Posing questions about the effect of changing parts of the problem give students the opportunity to look for patterns, look for additional relationships and make generalizations. It also gives them the opportunity to think about causes and effects, and converse relationships.

What does this have to do with our stacking cups problem? By changing the size of the cup, students have the opportunity to explore the effects of that change, and how the new context relates to the old. In this case, the students will have the opportunity to discover the principle that if two lines are parallel, then they have equal slopes. A subtlety here is that the converse is also a valid statement--that is, if two lines do not have equal slopes, then they are not parallel.

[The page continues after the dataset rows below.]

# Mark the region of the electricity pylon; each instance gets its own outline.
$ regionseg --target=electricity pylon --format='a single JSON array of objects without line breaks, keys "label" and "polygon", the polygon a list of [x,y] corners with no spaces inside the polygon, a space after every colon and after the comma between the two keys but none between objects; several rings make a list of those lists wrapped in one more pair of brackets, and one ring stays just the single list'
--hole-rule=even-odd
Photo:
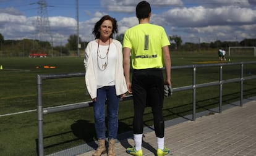
[{"label": "electricity pylon", "polygon": [[49,22],[48,12],[46,0],[38,0],[37,2],[32,3],[31,4],[37,4],[38,16],[36,17],[36,33],[38,39],[40,41],[48,41],[51,44],[52,56],[53,54],[53,36],[51,31],[51,27]]}]

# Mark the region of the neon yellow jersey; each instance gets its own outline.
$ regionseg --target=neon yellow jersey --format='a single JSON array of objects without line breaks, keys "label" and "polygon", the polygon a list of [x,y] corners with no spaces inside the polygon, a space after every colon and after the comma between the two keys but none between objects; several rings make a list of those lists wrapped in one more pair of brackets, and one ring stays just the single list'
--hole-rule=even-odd
[{"label": "neon yellow jersey", "polygon": [[169,45],[162,27],[143,23],[126,30],[122,46],[131,49],[132,68],[145,69],[163,67],[162,47]]}]

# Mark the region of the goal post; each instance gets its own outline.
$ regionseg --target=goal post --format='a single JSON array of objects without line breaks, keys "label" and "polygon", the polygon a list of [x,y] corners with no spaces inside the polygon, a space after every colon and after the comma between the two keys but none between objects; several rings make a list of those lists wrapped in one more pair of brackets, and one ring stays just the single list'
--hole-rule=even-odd
[{"label": "goal post", "polygon": [[230,52],[231,49],[254,49],[254,57],[256,57],[256,47],[254,46],[235,46],[235,47],[228,47],[228,56],[230,56]]}]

Let's return to our cup problem. Students will have the opportunity to explore relationship between the attributes of our cups. If we are looking at two different styles of cups, what must they have in common to achieve identical slopes? That's right, the lip size, because that is the variable responsible for the growth of the stack.

Now, if the lip size of the cup corresponds to the slope, what does the height of the cup correspond to? Observe what the students have discovered about the height of the cup in this situation.

Classroom Clip Reflection:

• What do you notice about the students? understanding of slope, y-intercept, and parallel lines?
• What do you think they might not yet understand?
• How would you find out what they know and do not know?
• What are the implications for your work with students?